The first Riordan novel, “Percy Jackson and the Olympians: The Lightning Thief,” was published four years ago, but it remains a hot gift for youngsters this holiday season. It starts off the tale of young Percy, a kid with a flair for sarcasm, getting in trouble and bouncing among schools. He also has been diagnosed with ADHD and dyslexia and has a somewhat defeated attitude about his future. It turns out, though, that his brain is wired differently because of his secret heritage: In this story, the Greek gods are alive and well and living on Mt. Olympus, which is now located on the 600th floor of the Empire State Building.
Instead of Hogwarts, this boy hero is shuttled off to Camp Half Blood on Long Island, where he communes with other young demigods.
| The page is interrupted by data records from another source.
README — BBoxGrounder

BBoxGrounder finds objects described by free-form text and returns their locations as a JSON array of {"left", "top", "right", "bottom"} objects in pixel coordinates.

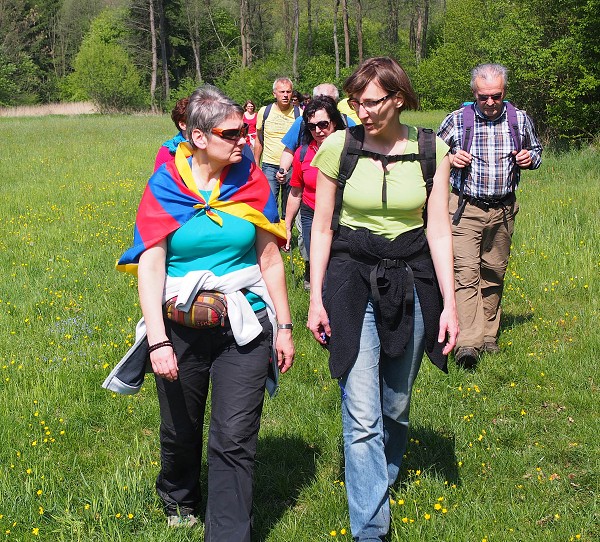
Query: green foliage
[
  {"left": 216, "top": 55, "right": 292, "bottom": 109},
  {"left": 415, "top": 0, "right": 600, "bottom": 141},
  {"left": 63, "top": 10, "right": 145, "bottom": 111}
]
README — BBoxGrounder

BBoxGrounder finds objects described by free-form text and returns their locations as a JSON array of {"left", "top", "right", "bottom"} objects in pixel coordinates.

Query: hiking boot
[
  {"left": 454, "top": 346, "right": 479, "bottom": 369},
  {"left": 483, "top": 339, "right": 500, "bottom": 354},
  {"left": 167, "top": 514, "right": 200, "bottom": 527}
]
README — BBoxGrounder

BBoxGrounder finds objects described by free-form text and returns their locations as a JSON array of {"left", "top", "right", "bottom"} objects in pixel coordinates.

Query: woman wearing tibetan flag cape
[{"left": 111, "top": 86, "right": 294, "bottom": 542}]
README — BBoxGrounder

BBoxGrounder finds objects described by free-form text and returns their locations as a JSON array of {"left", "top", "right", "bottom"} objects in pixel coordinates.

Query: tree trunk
[
  {"left": 342, "top": 0, "right": 350, "bottom": 68},
  {"left": 240, "top": 0, "right": 252, "bottom": 68},
  {"left": 306, "top": 0, "right": 313, "bottom": 58},
  {"left": 148, "top": 0, "right": 158, "bottom": 112},
  {"left": 333, "top": 0, "right": 340, "bottom": 80},
  {"left": 386, "top": 0, "right": 400, "bottom": 45},
  {"left": 157, "top": 0, "right": 170, "bottom": 101},
  {"left": 409, "top": 0, "right": 429, "bottom": 64},
  {"left": 356, "top": 0, "right": 364, "bottom": 64},
  {"left": 292, "top": 0, "right": 300, "bottom": 81},
  {"left": 283, "top": 0, "right": 292, "bottom": 54}
]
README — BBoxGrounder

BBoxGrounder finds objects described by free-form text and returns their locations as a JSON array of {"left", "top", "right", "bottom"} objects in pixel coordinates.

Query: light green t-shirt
[
  {"left": 311, "top": 126, "right": 448, "bottom": 239},
  {"left": 256, "top": 104, "right": 296, "bottom": 166}
]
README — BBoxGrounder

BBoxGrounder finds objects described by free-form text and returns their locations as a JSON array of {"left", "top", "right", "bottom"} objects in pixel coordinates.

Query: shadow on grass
[
  {"left": 500, "top": 312, "right": 533, "bottom": 331},
  {"left": 252, "top": 436, "right": 320, "bottom": 540},
  {"left": 399, "top": 425, "right": 459, "bottom": 485}
]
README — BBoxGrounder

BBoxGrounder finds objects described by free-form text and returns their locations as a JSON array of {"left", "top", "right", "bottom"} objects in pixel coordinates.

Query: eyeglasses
[
  {"left": 348, "top": 92, "right": 396, "bottom": 113},
  {"left": 306, "top": 120, "right": 331, "bottom": 132},
  {"left": 210, "top": 123, "right": 248, "bottom": 141},
  {"left": 477, "top": 92, "right": 502, "bottom": 102}
]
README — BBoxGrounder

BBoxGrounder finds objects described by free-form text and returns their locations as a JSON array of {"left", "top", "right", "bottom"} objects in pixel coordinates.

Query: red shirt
[{"left": 290, "top": 141, "right": 319, "bottom": 209}]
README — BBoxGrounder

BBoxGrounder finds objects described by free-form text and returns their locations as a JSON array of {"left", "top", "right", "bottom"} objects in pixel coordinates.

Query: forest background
[{"left": 0, "top": 0, "right": 600, "bottom": 146}]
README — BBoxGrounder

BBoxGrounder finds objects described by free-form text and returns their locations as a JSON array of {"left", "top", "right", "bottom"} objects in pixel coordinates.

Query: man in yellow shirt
[{"left": 254, "top": 77, "right": 300, "bottom": 218}]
Once there, he’s wrongly accused of stealing the thunderbolt of Zeus, and if he doesn’t find it, there will be a bloodbath among the famously quarrelsome clan of immortals. In the odyssey that follows, Percy discovers his own powers and faces down a bevy of beasties from Greek mythology. The studio executives working with the film are prepared for comparisons to “Potter,” but they say they’re confident that this adventure hero has plenty of his own unique magic to offer.
“We found it was a fresh arena,” says Fox 2000 President Elizabeth Gabler, whose division is releasing the film. “It also deals with a lot of issues that kids and young people go through. Self-realization, breaking with the family, becoming more independent, finding out what your parents are, feeling a bit like an outcast and making yourself strong. There’s also an element of this which is a monster movie. The [kids] come up against Medusa, the Hydra, the Minotaur, Hades – people who are wild and extreme.”
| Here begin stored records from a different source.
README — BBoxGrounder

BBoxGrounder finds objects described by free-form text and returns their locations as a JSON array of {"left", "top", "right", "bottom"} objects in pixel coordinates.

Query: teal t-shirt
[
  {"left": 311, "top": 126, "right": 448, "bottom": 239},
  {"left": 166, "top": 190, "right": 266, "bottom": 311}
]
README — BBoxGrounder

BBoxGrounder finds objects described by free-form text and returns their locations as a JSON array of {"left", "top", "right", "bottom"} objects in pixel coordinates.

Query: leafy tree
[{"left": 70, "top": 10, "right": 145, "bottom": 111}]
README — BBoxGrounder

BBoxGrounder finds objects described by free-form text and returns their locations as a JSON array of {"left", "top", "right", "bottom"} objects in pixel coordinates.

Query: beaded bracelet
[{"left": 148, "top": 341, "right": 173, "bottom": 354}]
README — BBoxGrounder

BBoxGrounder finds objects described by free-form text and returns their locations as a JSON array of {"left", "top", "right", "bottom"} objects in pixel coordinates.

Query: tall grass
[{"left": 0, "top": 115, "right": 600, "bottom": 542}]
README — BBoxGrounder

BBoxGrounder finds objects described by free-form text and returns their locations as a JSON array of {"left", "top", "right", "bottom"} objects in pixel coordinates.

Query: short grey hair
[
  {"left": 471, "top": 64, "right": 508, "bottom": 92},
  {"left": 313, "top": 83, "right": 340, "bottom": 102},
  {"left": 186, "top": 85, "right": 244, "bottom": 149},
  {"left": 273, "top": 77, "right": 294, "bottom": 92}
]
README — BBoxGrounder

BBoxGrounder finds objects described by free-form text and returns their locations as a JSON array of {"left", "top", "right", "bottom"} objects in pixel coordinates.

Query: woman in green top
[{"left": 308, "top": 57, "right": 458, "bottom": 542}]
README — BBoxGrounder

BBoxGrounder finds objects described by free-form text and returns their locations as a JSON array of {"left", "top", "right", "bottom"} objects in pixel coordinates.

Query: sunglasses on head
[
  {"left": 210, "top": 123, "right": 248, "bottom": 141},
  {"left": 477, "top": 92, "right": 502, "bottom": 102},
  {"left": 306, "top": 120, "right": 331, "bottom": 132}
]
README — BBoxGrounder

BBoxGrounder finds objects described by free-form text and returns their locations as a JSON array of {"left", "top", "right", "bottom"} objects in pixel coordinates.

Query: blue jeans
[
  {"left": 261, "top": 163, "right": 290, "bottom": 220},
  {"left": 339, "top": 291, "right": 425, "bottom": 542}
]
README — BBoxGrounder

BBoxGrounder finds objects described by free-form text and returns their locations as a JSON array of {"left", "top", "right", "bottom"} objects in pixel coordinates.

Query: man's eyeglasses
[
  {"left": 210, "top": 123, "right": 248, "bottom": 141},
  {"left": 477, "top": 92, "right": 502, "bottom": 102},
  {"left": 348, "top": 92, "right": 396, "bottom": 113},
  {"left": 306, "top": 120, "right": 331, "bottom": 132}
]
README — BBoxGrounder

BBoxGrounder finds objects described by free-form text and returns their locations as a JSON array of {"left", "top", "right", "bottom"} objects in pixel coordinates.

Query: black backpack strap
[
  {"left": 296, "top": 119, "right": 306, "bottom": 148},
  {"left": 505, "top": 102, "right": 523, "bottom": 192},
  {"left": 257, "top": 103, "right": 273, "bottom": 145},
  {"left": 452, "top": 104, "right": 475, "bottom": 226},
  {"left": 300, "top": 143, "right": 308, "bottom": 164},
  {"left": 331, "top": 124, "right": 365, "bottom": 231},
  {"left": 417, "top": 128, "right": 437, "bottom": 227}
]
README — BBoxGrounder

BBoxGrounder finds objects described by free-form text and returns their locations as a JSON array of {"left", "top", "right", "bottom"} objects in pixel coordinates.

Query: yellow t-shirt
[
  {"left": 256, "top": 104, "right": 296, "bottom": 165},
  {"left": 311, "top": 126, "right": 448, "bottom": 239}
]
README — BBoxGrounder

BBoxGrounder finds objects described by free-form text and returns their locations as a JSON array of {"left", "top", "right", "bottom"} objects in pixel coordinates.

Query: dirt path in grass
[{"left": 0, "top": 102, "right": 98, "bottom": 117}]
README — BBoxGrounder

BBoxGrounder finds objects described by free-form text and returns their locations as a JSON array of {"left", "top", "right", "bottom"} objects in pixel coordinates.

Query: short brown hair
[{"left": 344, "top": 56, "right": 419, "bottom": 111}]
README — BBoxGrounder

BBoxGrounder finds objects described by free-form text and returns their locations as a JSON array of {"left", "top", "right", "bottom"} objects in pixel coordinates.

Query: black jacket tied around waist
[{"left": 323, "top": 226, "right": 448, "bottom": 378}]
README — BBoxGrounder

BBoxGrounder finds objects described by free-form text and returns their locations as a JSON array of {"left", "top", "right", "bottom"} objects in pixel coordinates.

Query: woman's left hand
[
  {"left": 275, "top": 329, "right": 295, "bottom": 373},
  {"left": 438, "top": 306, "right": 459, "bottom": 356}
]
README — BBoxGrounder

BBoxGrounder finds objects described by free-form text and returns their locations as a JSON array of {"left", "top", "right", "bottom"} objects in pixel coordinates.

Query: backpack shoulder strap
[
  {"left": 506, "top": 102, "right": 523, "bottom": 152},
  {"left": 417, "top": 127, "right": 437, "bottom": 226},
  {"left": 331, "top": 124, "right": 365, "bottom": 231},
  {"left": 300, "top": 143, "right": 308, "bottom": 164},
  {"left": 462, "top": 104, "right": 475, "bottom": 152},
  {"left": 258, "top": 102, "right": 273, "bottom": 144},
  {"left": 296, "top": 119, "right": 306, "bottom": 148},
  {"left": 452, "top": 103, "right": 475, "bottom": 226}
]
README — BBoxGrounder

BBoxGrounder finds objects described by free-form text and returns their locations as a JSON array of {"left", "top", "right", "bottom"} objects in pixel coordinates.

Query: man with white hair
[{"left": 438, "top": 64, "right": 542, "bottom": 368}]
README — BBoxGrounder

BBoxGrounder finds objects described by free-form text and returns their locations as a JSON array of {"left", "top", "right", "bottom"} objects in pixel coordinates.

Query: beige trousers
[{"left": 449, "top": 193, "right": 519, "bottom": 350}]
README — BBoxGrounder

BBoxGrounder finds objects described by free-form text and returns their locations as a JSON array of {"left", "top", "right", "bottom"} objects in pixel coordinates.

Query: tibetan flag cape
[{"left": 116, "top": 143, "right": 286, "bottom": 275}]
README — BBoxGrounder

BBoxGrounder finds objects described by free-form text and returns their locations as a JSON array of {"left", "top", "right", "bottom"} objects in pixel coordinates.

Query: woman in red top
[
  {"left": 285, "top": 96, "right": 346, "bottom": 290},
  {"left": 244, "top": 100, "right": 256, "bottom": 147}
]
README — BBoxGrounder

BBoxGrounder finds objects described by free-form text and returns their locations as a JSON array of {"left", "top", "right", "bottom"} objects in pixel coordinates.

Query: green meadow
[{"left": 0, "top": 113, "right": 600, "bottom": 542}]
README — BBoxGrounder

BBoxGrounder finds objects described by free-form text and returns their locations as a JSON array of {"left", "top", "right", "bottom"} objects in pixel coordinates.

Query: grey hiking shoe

Young Logan Lerman plays Percy, while Kevin McKidd (“Rome,” “Grey’s Anatomy“) stars as Poseidon. The cast also includes Uma Thurman (“Kill Bill,” “Pulp Fiction“) as Medusa and Sean Bean (“The Lord of the Rings” films, “Troy“) as Zeus, the king of the gods. The centaur Chiron, played by former James Bond star Pierce Brosnan, runs the activities at Camp Half Blood. Catherine Keener (“Capote,” “Being John Malkovich“) plays Percy’s mortal mom, Sally, whom he must rescue from the clutches of Hades, played by Steve Coogan, whom many moviegoers will remember as Octavius in the popular “Night of the Museum” films.
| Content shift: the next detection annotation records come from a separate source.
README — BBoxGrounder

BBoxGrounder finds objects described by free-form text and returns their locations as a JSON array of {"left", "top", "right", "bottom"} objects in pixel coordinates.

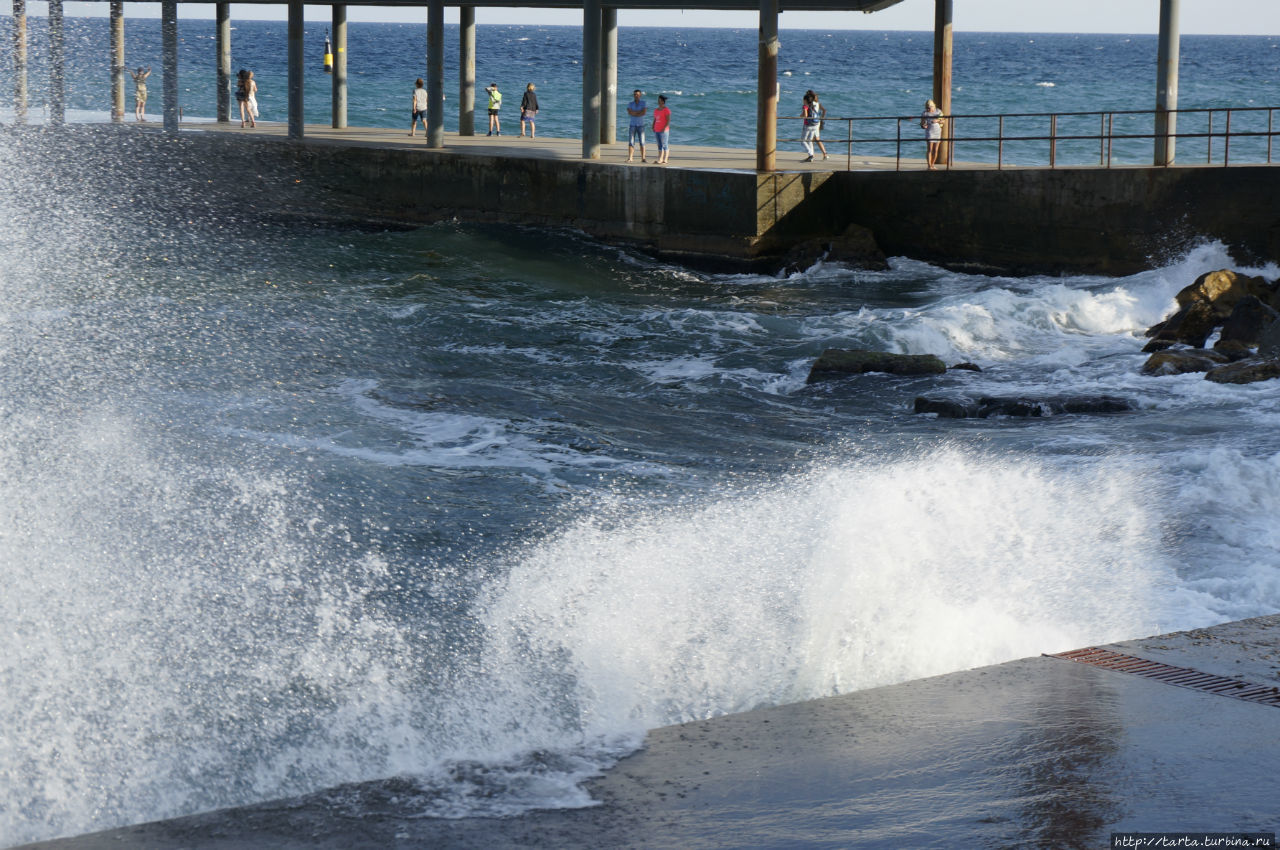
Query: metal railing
[{"left": 778, "top": 106, "right": 1280, "bottom": 170}]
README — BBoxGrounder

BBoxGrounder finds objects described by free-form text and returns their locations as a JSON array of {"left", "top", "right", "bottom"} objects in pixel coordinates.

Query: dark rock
[
  {"left": 1143, "top": 301, "right": 1222, "bottom": 352},
  {"left": 1142, "top": 348, "right": 1229, "bottom": 375},
  {"left": 782, "top": 224, "right": 888, "bottom": 274},
  {"left": 1213, "top": 339, "right": 1253, "bottom": 362},
  {"left": 1204, "top": 358, "right": 1280, "bottom": 384},
  {"left": 1213, "top": 296, "right": 1280, "bottom": 348},
  {"left": 915, "top": 396, "right": 982, "bottom": 419},
  {"left": 805, "top": 348, "right": 947, "bottom": 384},
  {"left": 915, "top": 396, "right": 1134, "bottom": 419},
  {"left": 1258, "top": 321, "right": 1280, "bottom": 357},
  {"left": 1176, "top": 269, "right": 1276, "bottom": 319}
]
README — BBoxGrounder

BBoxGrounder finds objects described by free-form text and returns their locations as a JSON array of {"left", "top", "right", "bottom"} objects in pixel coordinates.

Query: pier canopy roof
[{"left": 77, "top": 0, "right": 902, "bottom": 12}]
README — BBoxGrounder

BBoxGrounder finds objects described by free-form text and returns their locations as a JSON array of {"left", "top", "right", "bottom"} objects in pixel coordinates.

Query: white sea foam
[{"left": 485, "top": 448, "right": 1213, "bottom": 736}]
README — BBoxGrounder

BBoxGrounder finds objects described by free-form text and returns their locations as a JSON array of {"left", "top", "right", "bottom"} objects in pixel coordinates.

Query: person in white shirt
[{"left": 408, "top": 77, "right": 426, "bottom": 136}]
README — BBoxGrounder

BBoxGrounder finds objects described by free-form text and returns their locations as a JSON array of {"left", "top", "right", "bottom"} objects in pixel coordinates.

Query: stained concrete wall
[
  {"left": 22, "top": 125, "right": 1280, "bottom": 274},
  {"left": 812, "top": 165, "right": 1280, "bottom": 274}
]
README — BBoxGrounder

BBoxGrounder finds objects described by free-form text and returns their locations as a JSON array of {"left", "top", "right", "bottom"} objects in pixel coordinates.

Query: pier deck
[{"left": 172, "top": 119, "right": 942, "bottom": 173}]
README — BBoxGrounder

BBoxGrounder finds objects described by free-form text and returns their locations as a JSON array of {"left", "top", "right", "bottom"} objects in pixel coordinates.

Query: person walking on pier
[
  {"left": 627, "top": 88, "right": 649, "bottom": 163},
  {"left": 520, "top": 83, "right": 538, "bottom": 138},
  {"left": 485, "top": 83, "right": 502, "bottom": 136},
  {"left": 800, "top": 88, "right": 827, "bottom": 163},
  {"left": 653, "top": 95, "right": 671, "bottom": 165},
  {"left": 129, "top": 65, "right": 151, "bottom": 122},
  {"left": 920, "top": 99, "right": 947, "bottom": 172},
  {"left": 408, "top": 77, "right": 426, "bottom": 138}
]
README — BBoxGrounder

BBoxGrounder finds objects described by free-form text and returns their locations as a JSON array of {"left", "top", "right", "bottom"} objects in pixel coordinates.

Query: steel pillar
[
  {"left": 214, "top": 3, "right": 232, "bottom": 124},
  {"left": 933, "top": 0, "right": 955, "bottom": 165},
  {"left": 600, "top": 6, "right": 618, "bottom": 145},
  {"left": 1156, "top": 0, "right": 1180, "bottom": 165},
  {"left": 49, "top": 0, "right": 67, "bottom": 127},
  {"left": 582, "top": 0, "right": 602, "bottom": 159},
  {"left": 160, "top": 0, "right": 178, "bottom": 134},
  {"left": 330, "top": 3, "right": 347, "bottom": 129},
  {"left": 755, "top": 0, "right": 778, "bottom": 172},
  {"left": 109, "top": 0, "right": 124, "bottom": 123},
  {"left": 288, "top": 0, "right": 305, "bottom": 138},
  {"left": 13, "top": 0, "right": 27, "bottom": 124},
  {"left": 426, "top": 0, "right": 444, "bottom": 147}
]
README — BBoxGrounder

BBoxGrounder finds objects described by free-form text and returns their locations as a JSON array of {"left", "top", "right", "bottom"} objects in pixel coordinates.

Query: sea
[{"left": 0, "top": 18, "right": 1280, "bottom": 846}]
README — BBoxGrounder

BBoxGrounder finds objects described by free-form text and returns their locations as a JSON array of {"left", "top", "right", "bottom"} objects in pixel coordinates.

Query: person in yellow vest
[{"left": 485, "top": 83, "right": 502, "bottom": 136}]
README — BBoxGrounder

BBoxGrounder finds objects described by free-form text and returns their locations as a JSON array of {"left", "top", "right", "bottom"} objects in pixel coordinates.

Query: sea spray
[{"left": 485, "top": 447, "right": 1187, "bottom": 735}]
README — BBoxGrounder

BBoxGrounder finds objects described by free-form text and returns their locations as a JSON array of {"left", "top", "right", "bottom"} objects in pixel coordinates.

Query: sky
[{"left": 15, "top": 0, "right": 1280, "bottom": 36}]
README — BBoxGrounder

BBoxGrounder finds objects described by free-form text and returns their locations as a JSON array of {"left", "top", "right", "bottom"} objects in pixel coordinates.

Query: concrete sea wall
[{"left": 22, "top": 127, "right": 1280, "bottom": 274}]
As the trailer makes clear, this film is directed by Chris Columbus, the director of the first two “Harry Potter” films and a producer of the third. Gabler said Columbus first heard about the books from his kids and then approached the studio, which owned the rights.
“He of all people was aware that there are some similarities to ‘Harry Potter,’ ” Gabler said. “Who better than Chris to keep it away from that. He’s very sensitive to not repeat what they did in those films, and to bringing out the best of what these stories can be.”